I would like to start this post by saying thank you (as a Welshman) to all my English friends for the kind wishes they’ve given me over the years on Wales’ national day, “St Patrick’s Day”, nuff said… 😉
I jest but I’ve never understood how it has ended up that the national day of England apparently became the preserve of fascists and football hooligans. Thankfully it seems that in recent years St George’s day has become more of a legitimate event for everyone.
I work as in house lawyer at a large organisation and a colleague mentioned to me in the kitchen in work that there was a big event in Leadenhall market for St George’s Day with Morris Dancers and bands etc.
For those who aren’t from the UK or don’t know, Morris dance is a form of English folk dance accompanied by music. It is based on rhythmic stepping and the execution of choreographed figures by a group of dancers, usually wearing bells.
Implements such as sticks, swords and handkerchiefs may also be wielded by the dancers (I seem to remember being astounded by a ground of Sword dancers in the beer garden of a pub in Canonbury). I remember there were several Morris dancing “teams” in the area of Oxfordshire in which I grew up before moving back to Wales.
So when I went done to Leadenhall market on Tuesday, it was absolutely heaving and there were lots of guys dressed as St George (one of whom was so drunk that he broke his sword).
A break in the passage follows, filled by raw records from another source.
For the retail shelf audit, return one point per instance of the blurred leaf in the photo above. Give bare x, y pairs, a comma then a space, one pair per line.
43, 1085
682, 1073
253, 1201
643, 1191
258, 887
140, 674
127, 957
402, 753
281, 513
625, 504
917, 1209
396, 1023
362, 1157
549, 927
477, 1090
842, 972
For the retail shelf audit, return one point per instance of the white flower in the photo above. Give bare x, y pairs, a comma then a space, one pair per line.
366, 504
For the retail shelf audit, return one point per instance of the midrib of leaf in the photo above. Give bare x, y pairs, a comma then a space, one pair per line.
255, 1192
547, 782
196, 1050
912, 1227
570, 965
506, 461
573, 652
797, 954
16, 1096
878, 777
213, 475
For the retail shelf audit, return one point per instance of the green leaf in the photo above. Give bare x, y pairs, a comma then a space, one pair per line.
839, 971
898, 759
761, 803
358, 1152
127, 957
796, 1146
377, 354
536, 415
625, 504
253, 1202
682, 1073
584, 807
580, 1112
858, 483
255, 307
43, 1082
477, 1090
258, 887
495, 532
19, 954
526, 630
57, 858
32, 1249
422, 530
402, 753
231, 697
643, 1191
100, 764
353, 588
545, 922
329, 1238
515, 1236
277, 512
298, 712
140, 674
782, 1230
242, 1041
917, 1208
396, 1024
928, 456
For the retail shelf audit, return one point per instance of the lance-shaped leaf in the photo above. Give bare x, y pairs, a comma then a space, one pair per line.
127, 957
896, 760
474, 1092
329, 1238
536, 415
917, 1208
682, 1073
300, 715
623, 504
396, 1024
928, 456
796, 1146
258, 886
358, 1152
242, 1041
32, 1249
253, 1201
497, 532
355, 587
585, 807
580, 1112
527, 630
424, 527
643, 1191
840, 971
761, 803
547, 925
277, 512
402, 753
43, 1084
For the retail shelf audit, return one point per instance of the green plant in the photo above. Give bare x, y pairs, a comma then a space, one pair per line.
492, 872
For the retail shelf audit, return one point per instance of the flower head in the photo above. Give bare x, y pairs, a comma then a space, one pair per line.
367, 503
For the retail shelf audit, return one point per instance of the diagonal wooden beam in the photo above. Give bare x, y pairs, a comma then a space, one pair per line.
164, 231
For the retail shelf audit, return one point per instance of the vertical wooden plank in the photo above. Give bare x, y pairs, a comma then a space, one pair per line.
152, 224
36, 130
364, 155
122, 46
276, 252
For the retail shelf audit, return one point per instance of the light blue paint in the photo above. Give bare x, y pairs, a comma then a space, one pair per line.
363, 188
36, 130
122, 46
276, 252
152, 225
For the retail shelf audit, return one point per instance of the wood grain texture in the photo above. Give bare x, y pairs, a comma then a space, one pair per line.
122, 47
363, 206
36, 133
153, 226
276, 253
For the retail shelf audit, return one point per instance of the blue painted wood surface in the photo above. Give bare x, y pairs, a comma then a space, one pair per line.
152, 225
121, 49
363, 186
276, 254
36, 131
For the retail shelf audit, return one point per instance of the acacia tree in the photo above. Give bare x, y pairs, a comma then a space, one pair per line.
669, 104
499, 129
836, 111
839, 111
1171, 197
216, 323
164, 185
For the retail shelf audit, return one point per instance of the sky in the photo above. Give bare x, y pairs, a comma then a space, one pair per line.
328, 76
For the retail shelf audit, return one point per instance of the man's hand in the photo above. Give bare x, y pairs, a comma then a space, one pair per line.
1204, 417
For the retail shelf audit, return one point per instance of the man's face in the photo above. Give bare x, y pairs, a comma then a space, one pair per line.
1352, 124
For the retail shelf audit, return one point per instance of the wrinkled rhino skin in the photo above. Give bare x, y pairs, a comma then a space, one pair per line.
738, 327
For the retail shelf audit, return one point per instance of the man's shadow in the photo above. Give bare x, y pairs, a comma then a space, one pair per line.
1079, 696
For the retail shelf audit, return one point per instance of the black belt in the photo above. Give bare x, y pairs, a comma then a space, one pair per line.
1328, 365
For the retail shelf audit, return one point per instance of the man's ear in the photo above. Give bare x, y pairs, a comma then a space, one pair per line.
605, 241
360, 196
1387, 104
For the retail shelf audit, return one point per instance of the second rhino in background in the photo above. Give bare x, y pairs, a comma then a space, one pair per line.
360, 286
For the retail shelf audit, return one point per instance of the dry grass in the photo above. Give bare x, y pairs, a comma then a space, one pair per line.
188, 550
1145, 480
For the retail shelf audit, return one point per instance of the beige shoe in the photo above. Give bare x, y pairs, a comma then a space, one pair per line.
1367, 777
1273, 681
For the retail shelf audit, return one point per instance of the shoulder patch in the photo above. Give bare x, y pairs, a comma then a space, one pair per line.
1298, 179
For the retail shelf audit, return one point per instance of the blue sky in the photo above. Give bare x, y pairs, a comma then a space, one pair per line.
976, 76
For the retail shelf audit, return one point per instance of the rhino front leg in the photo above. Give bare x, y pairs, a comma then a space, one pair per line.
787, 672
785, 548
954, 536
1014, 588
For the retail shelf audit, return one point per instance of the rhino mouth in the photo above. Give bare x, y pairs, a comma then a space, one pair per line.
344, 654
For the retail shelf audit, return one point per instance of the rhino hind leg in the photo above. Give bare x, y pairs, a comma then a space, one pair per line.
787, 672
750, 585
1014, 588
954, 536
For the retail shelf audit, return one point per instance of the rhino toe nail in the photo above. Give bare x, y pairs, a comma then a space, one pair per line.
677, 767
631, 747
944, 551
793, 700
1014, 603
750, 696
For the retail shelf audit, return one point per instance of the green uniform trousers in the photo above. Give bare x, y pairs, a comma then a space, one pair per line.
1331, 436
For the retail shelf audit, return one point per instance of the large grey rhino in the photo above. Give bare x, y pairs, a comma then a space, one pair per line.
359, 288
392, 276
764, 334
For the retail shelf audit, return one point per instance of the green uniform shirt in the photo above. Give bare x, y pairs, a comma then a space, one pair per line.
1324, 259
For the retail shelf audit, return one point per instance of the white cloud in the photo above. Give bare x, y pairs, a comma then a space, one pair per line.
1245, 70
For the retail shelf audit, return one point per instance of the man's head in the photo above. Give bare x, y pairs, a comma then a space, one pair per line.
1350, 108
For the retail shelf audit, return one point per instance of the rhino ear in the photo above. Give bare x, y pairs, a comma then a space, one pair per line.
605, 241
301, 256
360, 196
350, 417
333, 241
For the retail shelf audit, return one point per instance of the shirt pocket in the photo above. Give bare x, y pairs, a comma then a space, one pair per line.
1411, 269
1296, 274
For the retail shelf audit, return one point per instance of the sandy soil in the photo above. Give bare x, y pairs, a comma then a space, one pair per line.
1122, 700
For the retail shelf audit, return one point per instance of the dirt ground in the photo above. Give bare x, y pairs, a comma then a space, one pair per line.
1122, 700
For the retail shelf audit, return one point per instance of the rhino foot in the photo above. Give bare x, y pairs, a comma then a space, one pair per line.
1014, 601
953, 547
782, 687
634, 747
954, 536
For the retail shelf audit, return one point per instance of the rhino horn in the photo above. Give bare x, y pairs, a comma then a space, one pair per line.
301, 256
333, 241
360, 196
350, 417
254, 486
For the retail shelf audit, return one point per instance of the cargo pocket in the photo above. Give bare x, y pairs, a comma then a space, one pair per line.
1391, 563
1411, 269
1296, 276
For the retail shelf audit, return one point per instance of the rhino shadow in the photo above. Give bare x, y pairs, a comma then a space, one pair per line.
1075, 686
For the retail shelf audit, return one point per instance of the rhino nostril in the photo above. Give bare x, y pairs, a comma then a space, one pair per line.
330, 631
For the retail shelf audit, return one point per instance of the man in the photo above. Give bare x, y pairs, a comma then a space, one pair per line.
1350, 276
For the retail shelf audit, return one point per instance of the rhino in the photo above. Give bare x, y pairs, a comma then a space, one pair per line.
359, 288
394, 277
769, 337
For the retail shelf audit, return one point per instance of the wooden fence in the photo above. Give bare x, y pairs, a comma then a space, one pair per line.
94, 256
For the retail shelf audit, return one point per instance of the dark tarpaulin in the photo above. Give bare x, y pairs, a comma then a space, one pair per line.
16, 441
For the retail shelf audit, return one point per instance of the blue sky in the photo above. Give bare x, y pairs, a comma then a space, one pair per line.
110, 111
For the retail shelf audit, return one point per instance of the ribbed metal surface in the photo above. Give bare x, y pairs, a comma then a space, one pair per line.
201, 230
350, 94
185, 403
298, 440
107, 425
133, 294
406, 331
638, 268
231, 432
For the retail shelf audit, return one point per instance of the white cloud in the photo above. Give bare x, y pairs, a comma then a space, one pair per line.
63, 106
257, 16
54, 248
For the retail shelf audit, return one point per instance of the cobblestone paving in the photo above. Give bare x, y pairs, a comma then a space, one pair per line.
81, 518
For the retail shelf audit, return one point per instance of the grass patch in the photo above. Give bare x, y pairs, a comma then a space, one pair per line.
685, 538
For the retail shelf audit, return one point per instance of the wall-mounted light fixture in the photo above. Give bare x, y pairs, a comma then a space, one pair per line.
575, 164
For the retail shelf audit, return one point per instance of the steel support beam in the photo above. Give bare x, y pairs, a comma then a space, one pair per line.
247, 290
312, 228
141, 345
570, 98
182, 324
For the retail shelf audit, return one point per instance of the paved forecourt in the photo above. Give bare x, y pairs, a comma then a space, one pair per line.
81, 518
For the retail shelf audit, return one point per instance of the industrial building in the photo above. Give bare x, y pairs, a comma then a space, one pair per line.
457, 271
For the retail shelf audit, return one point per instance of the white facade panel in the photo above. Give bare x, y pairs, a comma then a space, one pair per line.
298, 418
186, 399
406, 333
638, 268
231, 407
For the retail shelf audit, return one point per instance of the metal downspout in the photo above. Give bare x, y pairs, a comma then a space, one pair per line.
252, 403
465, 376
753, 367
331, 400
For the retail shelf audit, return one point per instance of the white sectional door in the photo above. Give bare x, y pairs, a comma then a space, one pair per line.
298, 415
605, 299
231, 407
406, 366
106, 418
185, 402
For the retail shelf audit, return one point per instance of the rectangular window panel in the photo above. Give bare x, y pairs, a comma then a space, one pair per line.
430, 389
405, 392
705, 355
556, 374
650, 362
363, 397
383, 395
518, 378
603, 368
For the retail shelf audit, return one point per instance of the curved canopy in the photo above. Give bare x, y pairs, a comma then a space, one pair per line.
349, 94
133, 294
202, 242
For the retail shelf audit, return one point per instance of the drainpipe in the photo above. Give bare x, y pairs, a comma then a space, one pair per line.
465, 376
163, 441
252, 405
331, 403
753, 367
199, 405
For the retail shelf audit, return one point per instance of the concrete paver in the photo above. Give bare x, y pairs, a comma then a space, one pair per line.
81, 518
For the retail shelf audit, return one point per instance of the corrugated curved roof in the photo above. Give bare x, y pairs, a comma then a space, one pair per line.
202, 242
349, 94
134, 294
There were also hoards of photographers, some amateur, many professional.
When I arrived there was a band playing some easy listening type stuff, all great and very well done. The Morris dancers turned up later and they were great fun. I couldn’t stay for their whole routine, but what I saw of it was really professional and enjoyable. I distinctly remember a little chap of about 4-5 sitting on his dad’s shoulders looking, pointing and clapping along – it brought back a lot of fond childhood memories. In any event, no hooligans, no fascists, lots of fun, some beer (not for me though) and great fun!
Photography wise, I was very happy with the output here. I had to push the ISO a bit to keep shutter speeds high, but the Fuji X cameras can handle that and I noticed some envious looks from the photographers wielding full frame DSLRs with massive constant aperture zooms on the front. Certainly, the output from both the X-Pro1 and the X100S was very sharp.